Fait nouveau, les informaticiens « libres » se démarquent en effet des autres en ce sens où ils semblent s’ouvrir sur le monde. Tenez, l’autre jour, en me rendant au Stade de France pour y assister à la finale de la Coupe de France PSG-Châteauroux (vraiment tarés ces hooligans castelroussins !), je me suis retrouvé au milieu d’une manif d’informaticiens. Je ne vous raconte pas les tronches. Mais j’ai été un peu étonné : y’avait quand même de la meuf. Moi qui croyais que le portrait robot de l’informaticien était un gros puceau qui se masturbe en reluquant grosnichons.com et en bouffant des chips, j’ai été frappé de constater que le monde de l’informatique n’était pas aussi masculin que cela. Ces informaticiens là avaient des idées dangereusement gauchistes et luttaient avec leurs petits poings serrés contre « la brevetabilité des logiciels » (ou un truc comme ça). C’est limite s’ils ne mangeaient pas bio. Saloperie de communistes écolos. En tête de manifestation, il y avait une floppée de drapeaux rouges et en queue, il y avait des banderoles qui n’auraient pas été reniées par Démocratie Libérale, sur lesquels il était proclamé - en anglais - le droit à la liberté d’entreprendre. Les informaticiens sont-ils libertaires ou libéraux ?
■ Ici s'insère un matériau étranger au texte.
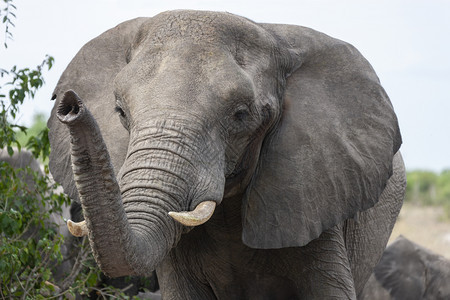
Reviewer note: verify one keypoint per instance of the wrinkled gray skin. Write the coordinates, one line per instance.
(287, 129)
(409, 271)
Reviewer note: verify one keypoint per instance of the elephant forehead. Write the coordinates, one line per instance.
(201, 27)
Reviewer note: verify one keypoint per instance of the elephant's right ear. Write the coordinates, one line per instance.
(90, 74)
(331, 154)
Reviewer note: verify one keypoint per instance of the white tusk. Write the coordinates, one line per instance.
(77, 229)
(198, 216)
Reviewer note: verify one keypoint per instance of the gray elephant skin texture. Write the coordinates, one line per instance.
(409, 271)
(284, 130)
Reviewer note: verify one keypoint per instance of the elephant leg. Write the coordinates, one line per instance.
(178, 280)
(366, 236)
(325, 271)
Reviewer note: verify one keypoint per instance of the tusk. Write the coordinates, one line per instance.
(77, 229)
(198, 216)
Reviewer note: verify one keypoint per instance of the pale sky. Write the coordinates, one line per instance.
(407, 43)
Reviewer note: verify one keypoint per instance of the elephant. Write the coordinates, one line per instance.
(239, 160)
(409, 271)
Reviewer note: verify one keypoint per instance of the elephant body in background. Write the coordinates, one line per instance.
(409, 271)
(240, 160)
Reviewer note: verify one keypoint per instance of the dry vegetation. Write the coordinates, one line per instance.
(426, 225)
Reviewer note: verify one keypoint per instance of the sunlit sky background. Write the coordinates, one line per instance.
(407, 42)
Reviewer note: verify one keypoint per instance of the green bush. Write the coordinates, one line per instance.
(30, 247)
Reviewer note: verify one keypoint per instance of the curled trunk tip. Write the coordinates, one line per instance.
(198, 216)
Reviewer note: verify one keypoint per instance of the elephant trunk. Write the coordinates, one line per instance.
(119, 246)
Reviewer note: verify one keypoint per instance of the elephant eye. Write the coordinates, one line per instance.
(120, 111)
(241, 114)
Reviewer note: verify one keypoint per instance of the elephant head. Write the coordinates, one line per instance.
(196, 107)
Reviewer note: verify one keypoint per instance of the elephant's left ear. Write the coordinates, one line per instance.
(331, 154)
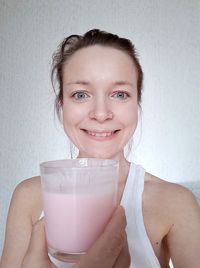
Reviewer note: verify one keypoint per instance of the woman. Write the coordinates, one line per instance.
(100, 84)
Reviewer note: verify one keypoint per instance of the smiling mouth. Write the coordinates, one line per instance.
(101, 135)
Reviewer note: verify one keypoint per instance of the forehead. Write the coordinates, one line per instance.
(100, 61)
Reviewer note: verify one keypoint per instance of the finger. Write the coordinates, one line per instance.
(124, 259)
(107, 248)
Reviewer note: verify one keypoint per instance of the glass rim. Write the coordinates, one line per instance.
(54, 164)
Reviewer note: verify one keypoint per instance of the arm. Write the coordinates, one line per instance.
(184, 235)
(109, 251)
(19, 224)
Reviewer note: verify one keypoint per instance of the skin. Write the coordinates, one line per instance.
(96, 80)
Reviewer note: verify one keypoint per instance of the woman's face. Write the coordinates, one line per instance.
(100, 109)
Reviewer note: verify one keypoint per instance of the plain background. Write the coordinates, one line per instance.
(167, 37)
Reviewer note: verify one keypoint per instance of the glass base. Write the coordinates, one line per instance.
(65, 257)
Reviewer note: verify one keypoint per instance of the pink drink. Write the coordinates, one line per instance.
(74, 222)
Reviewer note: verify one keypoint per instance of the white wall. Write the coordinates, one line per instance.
(167, 36)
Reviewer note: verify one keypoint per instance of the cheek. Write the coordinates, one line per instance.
(129, 116)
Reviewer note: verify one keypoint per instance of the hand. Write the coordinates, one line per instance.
(109, 251)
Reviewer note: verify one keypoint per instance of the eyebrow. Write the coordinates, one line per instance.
(84, 82)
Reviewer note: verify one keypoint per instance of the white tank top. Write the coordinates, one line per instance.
(140, 248)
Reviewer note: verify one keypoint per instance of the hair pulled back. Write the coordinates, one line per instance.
(73, 43)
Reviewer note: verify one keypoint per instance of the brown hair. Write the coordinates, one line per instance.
(93, 37)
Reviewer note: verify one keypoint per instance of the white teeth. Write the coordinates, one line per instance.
(100, 134)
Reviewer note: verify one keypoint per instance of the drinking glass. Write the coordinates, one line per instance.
(79, 197)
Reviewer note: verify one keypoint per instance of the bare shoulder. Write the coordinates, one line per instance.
(24, 210)
(165, 190)
(170, 198)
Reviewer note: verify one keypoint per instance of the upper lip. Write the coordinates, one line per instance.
(101, 131)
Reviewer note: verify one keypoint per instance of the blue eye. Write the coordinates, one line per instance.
(121, 95)
(80, 95)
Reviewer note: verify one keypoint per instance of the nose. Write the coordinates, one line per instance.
(101, 111)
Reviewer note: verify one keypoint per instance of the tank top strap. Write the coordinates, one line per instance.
(140, 247)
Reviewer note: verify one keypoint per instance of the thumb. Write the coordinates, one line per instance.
(37, 245)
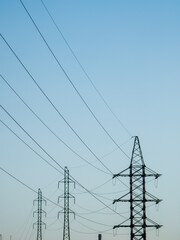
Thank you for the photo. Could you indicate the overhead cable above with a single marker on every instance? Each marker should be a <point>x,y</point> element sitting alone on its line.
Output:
<point>56,161</point>
<point>52,104</point>
<point>83,69</point>
<point>70,81</point>
<point>35,114</point>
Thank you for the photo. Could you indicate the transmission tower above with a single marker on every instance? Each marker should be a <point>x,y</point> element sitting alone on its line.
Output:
<point>66,196</point>
<point>39,214</point>
<point>138,196</point>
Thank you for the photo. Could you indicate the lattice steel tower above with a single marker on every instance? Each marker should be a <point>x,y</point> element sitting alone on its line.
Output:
<point>39,213</point>
<point>138,196</point>
<point>66,196</point>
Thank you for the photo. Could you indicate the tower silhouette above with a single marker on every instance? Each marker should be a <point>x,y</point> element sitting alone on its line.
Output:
<point>138,196</point>
<point>66,196</point>
<point>39,213</point>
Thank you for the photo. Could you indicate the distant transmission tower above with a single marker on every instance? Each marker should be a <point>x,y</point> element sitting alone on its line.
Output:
<point>66,196</point>
<point>39,213</point>
<point>138,196</point>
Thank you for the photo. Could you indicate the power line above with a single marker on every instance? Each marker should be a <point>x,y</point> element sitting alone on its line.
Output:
<point>30,147</point>
<point>83,69</point>
<point>59,113</point>
<point>56,161</point>
<point>62,141</point>
<point>34,191</point>
<point>70,81</point>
Bon, j’ai quand même le sentiment que chez eux, la « lutte sociale » est quelque chose de nouveau. Ainsi, j’ai observé que des manifestants d’April avaient omis de percer des trous dans leur banderole de fortune pour laisser passer le vent et éviter ainsi qu’elle ne parte en vrille. Et puis, il n’y avait pas beaucoup de slogans. Les deux ou trois keufs en mobylettes accompagnant la manif attestaient du côté gentillet des manifestants. Rien à voir avec ma première manif à Paris en tant que lycéen, où nous avions brûlé des arrêts de bus et jeté des poubelles sur les CRS et où je m’étais pris une bonne dose de lacrymo dans la gueule. C’était contre Lionel Jospin, qui était alors ministre de l’Education Nationale. Je ne l’ai jamais aimé ce gars-là.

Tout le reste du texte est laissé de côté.